There’s no doubt. California wine faces an uphill climb.
From Mendocino down to Temecula and everywhere in between, wine growers, producers, and sellers in the state (and all over the world) have felt the crunch. A string of rough years after more than a decade of unfettered growth and the unexpected, unsustainable burst in sales during pandemic lockdowns has created a considerable glut. Warehouses are overflowing. Vines all over the state have gone untended. Crops unsold. Some vineyards were cleared completely.
The less obvious challenges facing the industry are just as significant: Neo-prohibitionists have gained influence at the federal level, equating wine with the overconsumption of hard spirits. GLP-1s are increasingly popular for medical and cosmetic purposes, and an unintended side effect is a decrease in alcohol intake. Many baby boomers, who helped drive the early-2000s wine boom by collecting and sharing bottles daily, are aging out of meaningful consumption. Meanwhile, many younger wine-curious drinkers feel alienated by high prices, flawed wines pretending to be natural, and pompous language that seems out of touch with current values. Not to mention international trade tensions, legalized cannabis, and widespread consumer confusion.
All of this may seem insurmountable, but parts of it resemble patterns that the industry has endured before. While generational trends come and go, wine has been a part of human culture for millennia. Wine Enthusiast chatted with three industry veterans who witnessed the manic expansion of California wine to hear about their start in the business, what it took to make California wine relevant, and how they see a future through the current malaise.
The Veteran Voices

Bob Cabral, Owner-Winemaker at Bob Cabral Wines
A fourth-generation California farmer, Cabral was named Wine Enthusiast’s Winemaker of the Year at the 2011 Wine Star Awards. He has spent over 40 years crafting elite Pinot Noir, Chardonnay, and more for DeLoach Vineyards, Paul Hobbs Winery, Merry Edwards Winery, and others before taking the reins at Williams Selyem. He now consults on multiple projects in addition to running his family label.

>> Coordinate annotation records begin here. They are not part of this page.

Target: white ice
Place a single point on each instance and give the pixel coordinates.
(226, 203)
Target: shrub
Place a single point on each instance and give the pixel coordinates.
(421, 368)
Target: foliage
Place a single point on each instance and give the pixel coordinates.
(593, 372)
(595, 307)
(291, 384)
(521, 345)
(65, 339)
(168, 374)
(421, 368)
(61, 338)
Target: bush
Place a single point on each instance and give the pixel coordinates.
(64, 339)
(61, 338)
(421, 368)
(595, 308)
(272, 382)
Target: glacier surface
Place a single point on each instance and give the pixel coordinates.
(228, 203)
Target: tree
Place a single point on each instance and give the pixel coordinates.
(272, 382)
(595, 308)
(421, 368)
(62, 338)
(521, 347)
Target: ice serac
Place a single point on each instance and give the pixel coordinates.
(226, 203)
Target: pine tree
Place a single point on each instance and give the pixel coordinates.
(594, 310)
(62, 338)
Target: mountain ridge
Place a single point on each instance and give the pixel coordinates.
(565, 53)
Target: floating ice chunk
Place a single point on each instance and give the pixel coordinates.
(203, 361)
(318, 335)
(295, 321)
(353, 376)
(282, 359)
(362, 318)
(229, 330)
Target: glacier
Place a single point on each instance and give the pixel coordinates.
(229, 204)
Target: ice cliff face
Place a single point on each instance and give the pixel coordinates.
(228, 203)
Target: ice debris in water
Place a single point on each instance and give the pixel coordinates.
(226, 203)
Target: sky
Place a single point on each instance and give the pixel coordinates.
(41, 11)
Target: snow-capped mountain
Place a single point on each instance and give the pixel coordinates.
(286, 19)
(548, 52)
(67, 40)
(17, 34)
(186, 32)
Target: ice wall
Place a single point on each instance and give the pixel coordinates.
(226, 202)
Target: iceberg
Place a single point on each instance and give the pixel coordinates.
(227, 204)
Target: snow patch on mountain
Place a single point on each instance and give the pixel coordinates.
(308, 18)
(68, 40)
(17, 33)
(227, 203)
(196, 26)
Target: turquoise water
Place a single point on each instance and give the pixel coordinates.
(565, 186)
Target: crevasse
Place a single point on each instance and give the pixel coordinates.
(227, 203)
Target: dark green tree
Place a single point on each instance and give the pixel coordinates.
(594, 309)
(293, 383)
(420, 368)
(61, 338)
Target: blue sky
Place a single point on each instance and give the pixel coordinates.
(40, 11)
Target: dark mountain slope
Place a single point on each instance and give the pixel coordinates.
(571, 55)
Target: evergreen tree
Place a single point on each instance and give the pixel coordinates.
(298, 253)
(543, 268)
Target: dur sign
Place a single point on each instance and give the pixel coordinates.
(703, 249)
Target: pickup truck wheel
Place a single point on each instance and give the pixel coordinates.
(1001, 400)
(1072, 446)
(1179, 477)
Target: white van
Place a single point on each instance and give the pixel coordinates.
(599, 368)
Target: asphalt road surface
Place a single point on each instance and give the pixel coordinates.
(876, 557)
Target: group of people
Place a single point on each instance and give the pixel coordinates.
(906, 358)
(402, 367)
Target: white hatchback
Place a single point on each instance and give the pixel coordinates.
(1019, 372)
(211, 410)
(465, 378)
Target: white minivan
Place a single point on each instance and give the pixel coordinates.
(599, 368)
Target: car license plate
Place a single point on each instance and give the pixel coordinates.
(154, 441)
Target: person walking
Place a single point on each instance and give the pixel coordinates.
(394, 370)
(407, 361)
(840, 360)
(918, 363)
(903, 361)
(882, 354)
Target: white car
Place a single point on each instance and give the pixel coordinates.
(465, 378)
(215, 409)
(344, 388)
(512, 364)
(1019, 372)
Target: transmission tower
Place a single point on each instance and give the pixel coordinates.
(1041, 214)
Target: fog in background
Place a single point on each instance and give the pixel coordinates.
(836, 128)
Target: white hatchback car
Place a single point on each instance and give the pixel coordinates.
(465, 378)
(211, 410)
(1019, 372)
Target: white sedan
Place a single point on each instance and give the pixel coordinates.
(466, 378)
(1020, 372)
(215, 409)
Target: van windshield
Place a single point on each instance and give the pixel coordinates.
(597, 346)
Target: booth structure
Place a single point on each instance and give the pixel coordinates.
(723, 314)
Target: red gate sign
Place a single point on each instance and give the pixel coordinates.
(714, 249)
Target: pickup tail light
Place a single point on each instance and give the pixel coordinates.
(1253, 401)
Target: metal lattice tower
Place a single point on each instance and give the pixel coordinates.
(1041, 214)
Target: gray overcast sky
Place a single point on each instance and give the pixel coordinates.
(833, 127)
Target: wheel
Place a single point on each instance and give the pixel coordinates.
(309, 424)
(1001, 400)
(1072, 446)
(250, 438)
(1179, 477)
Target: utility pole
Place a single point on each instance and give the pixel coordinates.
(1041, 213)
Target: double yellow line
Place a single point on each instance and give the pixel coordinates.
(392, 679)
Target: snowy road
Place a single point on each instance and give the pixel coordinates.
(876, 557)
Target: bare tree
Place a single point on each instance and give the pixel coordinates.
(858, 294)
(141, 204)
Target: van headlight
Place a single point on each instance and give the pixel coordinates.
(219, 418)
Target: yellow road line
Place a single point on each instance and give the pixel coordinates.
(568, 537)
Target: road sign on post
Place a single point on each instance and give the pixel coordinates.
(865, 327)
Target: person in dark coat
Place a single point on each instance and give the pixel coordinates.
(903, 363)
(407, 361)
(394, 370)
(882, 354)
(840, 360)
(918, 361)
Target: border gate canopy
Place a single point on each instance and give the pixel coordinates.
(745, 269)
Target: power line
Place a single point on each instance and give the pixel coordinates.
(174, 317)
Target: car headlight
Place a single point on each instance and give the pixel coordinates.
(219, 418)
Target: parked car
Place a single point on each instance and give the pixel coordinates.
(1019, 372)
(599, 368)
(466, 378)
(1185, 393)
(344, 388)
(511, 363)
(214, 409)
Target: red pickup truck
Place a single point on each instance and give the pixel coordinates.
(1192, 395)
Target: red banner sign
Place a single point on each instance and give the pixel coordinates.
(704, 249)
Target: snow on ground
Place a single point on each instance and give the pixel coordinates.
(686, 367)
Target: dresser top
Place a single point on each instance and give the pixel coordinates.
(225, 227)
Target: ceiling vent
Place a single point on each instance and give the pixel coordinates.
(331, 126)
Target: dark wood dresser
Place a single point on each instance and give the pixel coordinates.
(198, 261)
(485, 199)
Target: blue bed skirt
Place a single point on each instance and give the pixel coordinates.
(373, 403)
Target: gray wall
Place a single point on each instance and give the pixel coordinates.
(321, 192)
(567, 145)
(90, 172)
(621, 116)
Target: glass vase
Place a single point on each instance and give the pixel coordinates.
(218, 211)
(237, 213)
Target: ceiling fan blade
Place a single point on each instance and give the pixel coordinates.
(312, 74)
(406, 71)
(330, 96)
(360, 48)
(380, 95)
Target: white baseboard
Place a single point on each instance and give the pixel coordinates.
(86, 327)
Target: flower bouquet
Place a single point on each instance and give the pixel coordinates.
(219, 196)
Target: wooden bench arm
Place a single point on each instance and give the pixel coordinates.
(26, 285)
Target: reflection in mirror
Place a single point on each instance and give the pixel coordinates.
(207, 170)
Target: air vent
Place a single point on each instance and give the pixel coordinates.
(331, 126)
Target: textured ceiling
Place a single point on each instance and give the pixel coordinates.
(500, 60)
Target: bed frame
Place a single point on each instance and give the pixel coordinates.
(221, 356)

Marimar Torres, Founder-Vintner at Marimar Estate Vineyards and Winery
After moving to California in the mid-’70s and representing her family’s wines, Torres decided to start a winery of her own. In 1983, she purchased a plot of land in what became the Russian River Valley AVA and began planting Chardonnay. Since then, Torres has crafted world-class Chardonnay, Pinot Noir, and Spanish varietals from her estate vineyards.

Tom Klein, Proprietor at Rodney Strong Vineyards
Klein’s family has farmed in California for over a century. In 1989, he purchased Rodney Strong Vineyards and grew the iconic Sonoma winery into an international powerhouse, growing outstanding wine on over 1,000 acres. Klein received Wine Enthusiast’s American Wine Legend Wine Star Award in 2024.
The Conversation
Wine Enthusiast: How did California’s blossoming wine industry feel to you at the beginning?
Bob Cabral: It felt like an extension of how I grew up around grapes and wine—just a natural part of life. Some farmers grew the grapes, others turned them into wine, and we all enjoyed it daily. There were small family vineyards and wineries that made incredible wines. Then the French Paradox was featured on 60 Minutes [in 1991], and suddenly red wine became associated with a healthy lifestyle, and the future looked very promising.
Marimar Torres: In California, in 1975, there was no culture of wine. Robert Mondavi was the icon of California wine. Then came Steven Spurrier’s Judgment of Paris in 1976, which elevated the category.
Tom Klein: When I came into the wine industry, I truly felt I had found my home. The growing, winemaking, and all of it come back to the importance of location and quality. When I came to Sonoma County, it was the place to be, and I couldn’t imagine being in the wine business anywhere else.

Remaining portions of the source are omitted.